Alain Juppé, former secretary-general of the RPR (1988–1995) and former deputy mayor in charge of finances of the City of Paris (1983–1995) was convicted along with accomplices Louise-Yvonne Casetta and Patrick Stefanini of abuse of public funds when he employed people on the city's payroll to perform tasks wholly for the benefit of his party. On 31 January 2004, Alain Juppé was sentenced by the correctional court of Nanterre to 18-month suspended sentence, as well as the deprivation of the right to vote for five years and the right to run for national office for 10 years (reduced on appeal to one year). On 1 December 2004, the Versailles court of appeals reduced the sentence to a 14-month suspended sentence and a deprivation of the right to hold political office for one year. Juppé did not go to the Court of Cassation over this sentence, and had to resign from his position as mayor of Bordeaux.
Another scandal erupted after the ruling when the judges of the Nanterre court alleged that their offices and computers had been searched. President Chirac ordered an administration inquiry commission, composed of high-level magistrates (the vice-president of the Council of State, and the first presidents of the Court of Cassation and the Court of Auditors), to investigate the matter.
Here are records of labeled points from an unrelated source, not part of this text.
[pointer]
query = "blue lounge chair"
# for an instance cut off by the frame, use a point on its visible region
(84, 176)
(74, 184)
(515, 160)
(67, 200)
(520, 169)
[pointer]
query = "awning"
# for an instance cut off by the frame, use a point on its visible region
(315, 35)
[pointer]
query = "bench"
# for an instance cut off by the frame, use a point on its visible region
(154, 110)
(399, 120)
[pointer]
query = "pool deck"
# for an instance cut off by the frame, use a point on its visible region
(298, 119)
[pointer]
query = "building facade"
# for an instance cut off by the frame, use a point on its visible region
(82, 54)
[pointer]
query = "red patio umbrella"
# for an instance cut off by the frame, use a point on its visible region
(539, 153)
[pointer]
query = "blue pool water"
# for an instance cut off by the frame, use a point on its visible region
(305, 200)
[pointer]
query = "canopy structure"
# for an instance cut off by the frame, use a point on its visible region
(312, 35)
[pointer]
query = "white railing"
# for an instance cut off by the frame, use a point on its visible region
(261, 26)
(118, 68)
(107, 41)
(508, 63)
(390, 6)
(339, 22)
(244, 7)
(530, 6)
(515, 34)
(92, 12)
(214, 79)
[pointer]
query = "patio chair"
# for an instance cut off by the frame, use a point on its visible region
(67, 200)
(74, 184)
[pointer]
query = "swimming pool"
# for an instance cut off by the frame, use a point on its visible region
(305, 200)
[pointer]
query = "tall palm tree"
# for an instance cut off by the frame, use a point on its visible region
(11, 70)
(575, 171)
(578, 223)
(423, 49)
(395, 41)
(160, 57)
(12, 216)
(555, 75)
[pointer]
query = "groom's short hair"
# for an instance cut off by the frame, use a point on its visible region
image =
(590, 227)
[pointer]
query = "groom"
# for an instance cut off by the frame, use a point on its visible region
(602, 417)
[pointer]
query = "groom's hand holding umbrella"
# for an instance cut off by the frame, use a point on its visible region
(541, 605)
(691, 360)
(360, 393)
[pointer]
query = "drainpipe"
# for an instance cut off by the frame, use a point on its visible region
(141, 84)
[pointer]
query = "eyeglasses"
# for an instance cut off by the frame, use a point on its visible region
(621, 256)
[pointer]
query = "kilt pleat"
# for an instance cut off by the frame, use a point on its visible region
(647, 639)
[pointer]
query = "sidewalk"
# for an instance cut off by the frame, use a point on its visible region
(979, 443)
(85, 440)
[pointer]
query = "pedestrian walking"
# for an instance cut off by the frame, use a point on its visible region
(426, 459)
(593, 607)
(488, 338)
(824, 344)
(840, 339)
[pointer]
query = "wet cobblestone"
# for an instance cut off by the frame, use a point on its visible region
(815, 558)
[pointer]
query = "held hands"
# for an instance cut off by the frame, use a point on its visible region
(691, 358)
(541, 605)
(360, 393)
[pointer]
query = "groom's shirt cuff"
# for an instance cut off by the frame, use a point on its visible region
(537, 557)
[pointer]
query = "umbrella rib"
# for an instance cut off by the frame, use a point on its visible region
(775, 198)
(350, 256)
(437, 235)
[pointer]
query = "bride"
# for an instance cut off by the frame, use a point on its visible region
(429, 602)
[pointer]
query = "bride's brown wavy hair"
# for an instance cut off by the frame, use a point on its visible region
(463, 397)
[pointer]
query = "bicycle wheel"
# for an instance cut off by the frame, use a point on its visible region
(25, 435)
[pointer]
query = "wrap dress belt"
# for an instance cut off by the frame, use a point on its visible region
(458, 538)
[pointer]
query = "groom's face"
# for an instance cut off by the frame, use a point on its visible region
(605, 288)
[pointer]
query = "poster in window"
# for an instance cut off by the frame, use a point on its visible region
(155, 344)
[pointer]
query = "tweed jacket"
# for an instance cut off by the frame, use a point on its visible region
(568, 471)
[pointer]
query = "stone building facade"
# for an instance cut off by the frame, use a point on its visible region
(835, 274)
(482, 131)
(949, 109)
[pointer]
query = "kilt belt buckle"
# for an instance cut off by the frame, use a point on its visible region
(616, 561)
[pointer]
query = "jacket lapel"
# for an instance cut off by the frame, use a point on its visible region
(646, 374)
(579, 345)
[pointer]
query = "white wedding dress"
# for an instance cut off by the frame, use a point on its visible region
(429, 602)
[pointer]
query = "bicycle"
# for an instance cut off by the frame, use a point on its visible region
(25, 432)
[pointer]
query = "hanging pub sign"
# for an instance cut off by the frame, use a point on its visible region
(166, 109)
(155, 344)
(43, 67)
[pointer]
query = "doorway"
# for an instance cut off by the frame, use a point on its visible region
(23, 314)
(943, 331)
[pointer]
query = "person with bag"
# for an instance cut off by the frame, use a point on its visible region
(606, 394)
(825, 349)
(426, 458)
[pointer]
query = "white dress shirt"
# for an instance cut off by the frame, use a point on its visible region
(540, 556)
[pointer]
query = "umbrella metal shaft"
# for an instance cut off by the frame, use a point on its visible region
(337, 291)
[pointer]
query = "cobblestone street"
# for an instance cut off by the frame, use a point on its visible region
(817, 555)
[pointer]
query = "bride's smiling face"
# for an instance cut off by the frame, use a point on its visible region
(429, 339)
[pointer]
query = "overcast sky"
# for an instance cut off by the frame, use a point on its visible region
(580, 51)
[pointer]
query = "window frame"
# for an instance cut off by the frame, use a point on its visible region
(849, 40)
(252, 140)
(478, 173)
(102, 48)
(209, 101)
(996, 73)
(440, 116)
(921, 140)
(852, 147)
This decision was criticized because there was no legal nor constitutional basis for it: normally, questions of judicial honesty are handled by the Conseil Supérieur de la Magistrature (CSM), which (politely) protested Chirac's action. The Nanterre judges refused to be heard by the commission, arguing they should see the CSM. The commission concluded that there had been security lapses at the Nanterre court, but did not conclude that there was any wrongdoing. A criminal investigation has also been opened.
On 3 December 2004, the Court of Cassation ruled that a court of appeals had incorrectly ruled that some cases of employment by or payments received from the City of Paris (under the Chirac and Tiberi administrations) for fictitious work fell under prescription (statute of limitations). The court announced that the cases were now referred to the Versailles Court of Appeals. The current administration of the City of Paris, led by Socialist mayor Bertrand Delanoë, had appealed the prescription ruling before the Court of Cassation. Among the suspects are the deputy of Paris Jean de Gaulle, former minister Robert Pandraud etc.
Xavière Tiberi, the spouse of mayor of Paris Jean Tiberi, received FRF 200,000 (approx. €30,000) for a report on francophonie for the general council of the Essonne département. This 36-page report, possibly written after the payment as a justification, was extremely poorly written and contained numerous spelling and grammatical mistakes.
In 2004, mayor Bertrand Delanoë filed a complaint for the past abuse of City of Paris gardening services for private purposes, estimating the public losses to at least €700,000. Individuals close to the RPR allegedly enjoyed free gardening services from City of Paris employees in their houses of the upscale areas of Paris and suburbs. City supplies were allegedly also taken for private usage.